Browsing Home Depot, I found some 12mm laminate flooring for $1/sq ft.  This was a good deal since thick flooring is better and usually more expensive.  Though my upstairs needs new flooring, I didn’t want a patchwork of different flooring styles but will probably stick with carpet in the living areas and use plank vinyl in the bathroom and kitchen.  The upstairs addition is carpeted and gets dirty from the sliding door entry and I’ve also used the room as a work space.  I bought enough laminate to cover the addition, the foyer and stairs.

In the addition, I considered leaving the baseboards up but the correct thing to do was to remove and reinstall them.  At my parents, “professional” installers left the baseboards and then added quarter round moulding to cover the gap leaving a less finished look.

I borrowed a portable table saw, a chop saw and a laminate cutter.  The cutter was probably meant for thinner laminate since the cuts weren’t very clean with 12mm laminate so I didn’t use it.  When sawing, the good side should be UP when using the table saw or chop saw to minimize chipping the surface.

Next I had to decide if I wanted to use underlay.  Since I was installing on plywood, it wasn’t really necessary but would give the floors a softer feel.  I picked some up at Rona.

With the carpet up, I notice quite a draft coming from one outside wall by the floor.  I noticed the entire wall had been shimmed up about 1/4″ causing a major draft.  I didn’t have any expanding foam insulation so just used a large amount of caulk to try to seal the air leakage.

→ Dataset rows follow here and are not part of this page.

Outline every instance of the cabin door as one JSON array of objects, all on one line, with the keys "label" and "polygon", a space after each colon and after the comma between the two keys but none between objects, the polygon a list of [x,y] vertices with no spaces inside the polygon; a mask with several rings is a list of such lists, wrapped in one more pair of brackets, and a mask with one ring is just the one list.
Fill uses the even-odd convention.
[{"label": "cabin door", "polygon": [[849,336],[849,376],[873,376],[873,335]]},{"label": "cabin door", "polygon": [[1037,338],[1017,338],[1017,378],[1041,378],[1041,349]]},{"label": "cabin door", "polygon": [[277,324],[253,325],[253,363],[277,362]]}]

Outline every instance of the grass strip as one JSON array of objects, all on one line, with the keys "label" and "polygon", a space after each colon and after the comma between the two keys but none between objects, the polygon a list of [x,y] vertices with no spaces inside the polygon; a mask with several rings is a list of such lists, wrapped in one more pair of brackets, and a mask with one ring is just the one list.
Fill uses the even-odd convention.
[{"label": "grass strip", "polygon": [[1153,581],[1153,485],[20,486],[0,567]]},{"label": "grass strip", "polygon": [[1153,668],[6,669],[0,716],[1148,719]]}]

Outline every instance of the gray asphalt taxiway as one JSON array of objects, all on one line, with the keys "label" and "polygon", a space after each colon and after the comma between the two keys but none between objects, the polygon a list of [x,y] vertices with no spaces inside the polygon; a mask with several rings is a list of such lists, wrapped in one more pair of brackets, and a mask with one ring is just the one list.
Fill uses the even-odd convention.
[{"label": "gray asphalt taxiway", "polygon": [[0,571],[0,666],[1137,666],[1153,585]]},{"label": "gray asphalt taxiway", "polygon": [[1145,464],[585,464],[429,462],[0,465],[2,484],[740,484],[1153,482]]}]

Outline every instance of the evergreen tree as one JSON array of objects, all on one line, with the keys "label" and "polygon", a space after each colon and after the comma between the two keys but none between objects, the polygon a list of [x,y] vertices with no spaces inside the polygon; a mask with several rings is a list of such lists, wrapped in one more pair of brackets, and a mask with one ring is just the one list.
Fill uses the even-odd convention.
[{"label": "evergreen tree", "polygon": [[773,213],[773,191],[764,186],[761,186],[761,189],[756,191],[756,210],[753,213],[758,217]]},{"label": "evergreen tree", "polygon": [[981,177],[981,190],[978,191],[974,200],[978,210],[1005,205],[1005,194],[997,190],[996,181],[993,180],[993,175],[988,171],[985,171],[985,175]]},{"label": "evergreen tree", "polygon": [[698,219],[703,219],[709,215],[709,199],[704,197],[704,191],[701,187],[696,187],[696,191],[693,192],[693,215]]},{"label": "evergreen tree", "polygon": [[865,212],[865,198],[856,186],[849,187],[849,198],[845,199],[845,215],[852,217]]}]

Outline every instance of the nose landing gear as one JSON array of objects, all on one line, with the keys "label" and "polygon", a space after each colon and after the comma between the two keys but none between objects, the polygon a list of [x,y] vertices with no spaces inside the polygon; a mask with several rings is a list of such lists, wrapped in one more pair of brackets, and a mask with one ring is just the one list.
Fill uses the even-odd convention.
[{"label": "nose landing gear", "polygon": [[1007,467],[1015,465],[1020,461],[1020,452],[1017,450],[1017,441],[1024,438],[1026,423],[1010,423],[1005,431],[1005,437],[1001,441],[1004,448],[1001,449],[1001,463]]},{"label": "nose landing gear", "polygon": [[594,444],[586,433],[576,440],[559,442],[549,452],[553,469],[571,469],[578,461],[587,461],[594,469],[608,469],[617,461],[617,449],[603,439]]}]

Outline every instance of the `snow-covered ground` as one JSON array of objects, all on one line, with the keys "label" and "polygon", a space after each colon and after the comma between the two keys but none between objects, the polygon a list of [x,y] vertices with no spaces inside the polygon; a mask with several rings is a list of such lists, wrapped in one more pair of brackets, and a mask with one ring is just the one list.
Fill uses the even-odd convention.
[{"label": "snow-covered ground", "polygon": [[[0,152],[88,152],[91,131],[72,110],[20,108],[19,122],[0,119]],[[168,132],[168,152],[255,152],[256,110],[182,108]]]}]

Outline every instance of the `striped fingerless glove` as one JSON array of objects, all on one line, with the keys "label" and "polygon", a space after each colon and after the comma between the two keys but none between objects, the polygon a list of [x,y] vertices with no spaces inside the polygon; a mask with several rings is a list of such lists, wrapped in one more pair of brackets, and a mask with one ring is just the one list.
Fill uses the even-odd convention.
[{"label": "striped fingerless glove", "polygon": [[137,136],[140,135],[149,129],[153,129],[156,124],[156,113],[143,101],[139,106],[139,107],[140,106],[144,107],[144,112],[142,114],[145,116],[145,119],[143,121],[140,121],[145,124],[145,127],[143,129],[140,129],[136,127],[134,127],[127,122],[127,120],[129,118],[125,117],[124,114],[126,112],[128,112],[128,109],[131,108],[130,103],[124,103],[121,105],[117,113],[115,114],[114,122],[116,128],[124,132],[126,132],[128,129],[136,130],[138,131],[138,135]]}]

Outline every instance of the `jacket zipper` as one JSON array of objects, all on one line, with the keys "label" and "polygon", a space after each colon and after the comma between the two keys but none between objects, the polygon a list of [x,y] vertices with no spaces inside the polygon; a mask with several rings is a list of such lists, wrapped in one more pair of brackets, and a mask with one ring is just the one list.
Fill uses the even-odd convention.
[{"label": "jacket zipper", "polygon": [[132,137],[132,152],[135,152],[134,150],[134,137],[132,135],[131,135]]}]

Back to the flooring.  For the first row, the tongue on the plank needs to be ripped off.  The thickness of the last row also needs to be estimated at this time since you don’t want a 1″ sliver on your last row.  A gap needs to be maintained on the edges to allow for expansion which would be covered by the baseboard.

The instructions indicate joints must be more than 6″ apart so the trick is to stagger the rows while minimizing waste.  I’ve seen installations where the joints on every other row line up and it doesn’t look very natural so I wanted a fairly random stagger pattern.

For the last row, you should measure the thickness at both ends of the plank since the area may not be perfectly square.  I had to redo one plank because of this problem.

Also, I needed to cut around a door jamb to slide the laminate underneath.  A borrowed oscillating saw was the perfect tool to make the cut.

With the floor installed, I replaced the molding and caulked the gaps but didn’t realize I had accidentally purchased clear caulk instead of white since it only dries clear.  Just a minor mistake.

In the entryway, I first removed the existing tile which had been laid on the original vinyl floor.  I contemplated ripping up the vinyl but decided against it.  In the entry way, you do have to worry about the laminate getting wet since water could damage it so I had some tile carpet that I used to rest shoes on.

For the stairs, hardwood nosing would cost about $10 a step while the whole step could be replaced for $30 so I decided against using laminate on the steps.  Replacing the steps will be another future project.